Pero aquella visita de comienzos de los 70, a la que recuerdo como si fuera hoy, la hice como novel periodista al que su jefe le había encargado una nota sobre las condiciones de funcionamiento del Bromatológico en el antiguo caserón de los Freyre.
Cuando comencé a recorrer las instalaciones, mi decepción no pudo ser mayor. Es que el contraste con lo que había escuchado durante años sobre la señera institución, era demasiado. La falta de mantenimiento del edificio, las paredes descascaradas, las humedades que trepaban por encima de los zócalos o descendían desde los techos, el polvo que se acumulaba sobre los equipos de los laboratorios, los jirones de las telas del cielorraso que colgaban sobre los ámbitos de trabajo, equivalían a un certificado de defunción de la idea que había alumbrado la creación del instituto.
Pero a la vez, fue mi oportunidad de conocer, aunque degradada, una casa de la que mucho había oído hablar, una de las principales residencias finiseculares, con un significativo frente a la calle, un gran patio central con su aljibe -brocal de mármol y arco de hierro forjado sobre la cisterna colectora de agua pluvial-, rodeado de galerías sostenidas por columnas de hierro hacia las que abrían las habitaciones; un segundo patio, más reducido, sin ser pequeño, espacio de luz y aire para las habitaciones secundarias y, al fondo, lo que había sido el lugar de la huerta -que llegaba hasta calle San Gerónimo-, y por entonces se mostraba invadido de esa vegetación típica de los baldíos.

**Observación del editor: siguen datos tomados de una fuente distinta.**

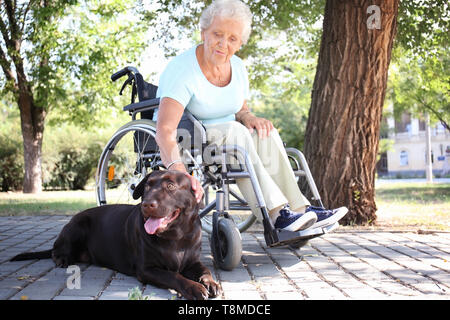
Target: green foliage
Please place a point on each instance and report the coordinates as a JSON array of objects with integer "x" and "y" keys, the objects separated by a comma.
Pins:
[
  {"x": 423, "y": 26},
  {"x": 70, "y": 157},
  {"x": 136, "y": 294},
  {"x": 70, "y": 48},
  {"x": 11, "y": 163},
  {"x": 421, "y": 85},
  {"x": 74, "y": 168},
  {"x": 282, "y": 32},
  {"x": 11, "y": 153}
]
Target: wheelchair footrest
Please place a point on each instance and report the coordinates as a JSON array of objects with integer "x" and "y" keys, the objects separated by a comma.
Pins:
[{"x": 286, "y": 237}]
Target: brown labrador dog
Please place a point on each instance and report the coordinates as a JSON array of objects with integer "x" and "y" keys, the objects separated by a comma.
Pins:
[{"x": 158, "y": 240}]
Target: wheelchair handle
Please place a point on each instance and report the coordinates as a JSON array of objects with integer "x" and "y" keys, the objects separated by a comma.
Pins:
[{"x": 124, "y": 71}]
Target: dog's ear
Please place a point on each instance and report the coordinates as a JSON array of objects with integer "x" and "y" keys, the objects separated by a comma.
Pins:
[{"x": 139, "y": 189}]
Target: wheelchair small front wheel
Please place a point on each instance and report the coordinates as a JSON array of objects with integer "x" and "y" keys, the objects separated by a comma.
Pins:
[{"x": 226, "y": 247}]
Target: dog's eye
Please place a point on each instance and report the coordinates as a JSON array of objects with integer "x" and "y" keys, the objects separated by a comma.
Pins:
[{"x": 171, "y": 186}]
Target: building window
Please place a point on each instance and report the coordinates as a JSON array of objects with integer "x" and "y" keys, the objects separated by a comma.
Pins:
[{"x": 404, "y": 158}]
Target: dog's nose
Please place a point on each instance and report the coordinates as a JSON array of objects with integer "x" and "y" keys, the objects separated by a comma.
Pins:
[{"x": 152, "y": 204}]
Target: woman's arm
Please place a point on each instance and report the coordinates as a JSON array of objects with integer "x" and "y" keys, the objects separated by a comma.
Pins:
[
  {"x": 169, "y": 115},
  {"x": 248, "y": 119}
]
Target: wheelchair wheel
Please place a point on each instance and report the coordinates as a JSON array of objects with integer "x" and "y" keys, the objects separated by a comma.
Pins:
[
  {"x": 124, "y": 162},
  {"x": 243, "y": 219},
  {"x": 230, "y": 245}
]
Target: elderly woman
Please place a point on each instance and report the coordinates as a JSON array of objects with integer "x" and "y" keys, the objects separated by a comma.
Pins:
[{"x": 212, "y": 83}]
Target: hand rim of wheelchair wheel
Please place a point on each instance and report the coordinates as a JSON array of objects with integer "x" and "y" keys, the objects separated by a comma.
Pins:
[{"x": 136, "y": 170}]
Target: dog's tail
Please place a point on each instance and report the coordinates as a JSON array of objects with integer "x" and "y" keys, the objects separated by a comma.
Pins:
[{"x": 47, "y": 254}]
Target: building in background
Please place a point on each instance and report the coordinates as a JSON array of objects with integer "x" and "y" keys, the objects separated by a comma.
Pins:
[{"x": 407, "y": 156}]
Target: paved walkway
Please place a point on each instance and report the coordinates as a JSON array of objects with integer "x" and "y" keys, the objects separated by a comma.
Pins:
[{"x": 340, "y": 265}]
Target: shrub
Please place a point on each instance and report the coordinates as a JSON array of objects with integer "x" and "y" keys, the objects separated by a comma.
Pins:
[{"x": 74, "y": 167}]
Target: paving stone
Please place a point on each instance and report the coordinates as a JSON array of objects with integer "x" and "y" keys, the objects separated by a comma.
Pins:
[{"x": 340, "y": 265}]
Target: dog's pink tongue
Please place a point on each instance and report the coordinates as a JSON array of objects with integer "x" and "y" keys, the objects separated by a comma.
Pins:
[{"x": 152, "y": 224}]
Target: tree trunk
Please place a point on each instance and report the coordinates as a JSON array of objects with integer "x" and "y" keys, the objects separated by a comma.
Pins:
[
  {"x": 342, "y": 133},
  {"x": 32, "y": 122}
]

Hice la nota sobre el Bromatológico y, además, desde ese momento me preocupé por el destino del caserón alquilado a la provincia por integrantes de la familia Freyre. La volvería a visitar años después, luego de enterarme que la mayoría de los sucesores quería venderla, participé de gestiones y publicaciones para que lo adquiriera la provincia, pero no hubo caso. ¿Cuál era mi motivación? La de un joven que, ya interesado por la historia, veía desaparecer piezas irremplazables del patrimonio urbano, de aquellas que acreditaban el recorrido histórico de la ciudad y, en particular, de las que testimoniaban su mayor ciclo de desarrollo, desde los 80 del siglo XIX, hasta los 40 del XX, cuando el puerto de ultramar pasó a manos de la Nación, y la falta de dragados oportunos empezó a fisurar el sostenido proceso de crecimiento de las décadas previas.
Pues bien, esta casa, mandada a construir por Benito Freyre, representaba la época de la gran expansión poblacional y urbana, educativa y cultural, comercial y exportadora de Santa Fe. En ella se alojó en 1902, poco después de que Rodolfo Freyre asumiera la gobernación, el Gral. Julio A. Roca, quien por entonces ejercía su segundo mandato presidencial. Lo hizo con motivo de la inauguración del monumento al Gral. José de San Martín en la plaza homónima, acontecimiento, a la vez oficial y popular, en el que la evocada figura del Libertador lucía magnífica sobre el rotundo pedestal tallado en roca andina por el artista barcelonés Torcuato Tasso y Nadal (1853 – 1935).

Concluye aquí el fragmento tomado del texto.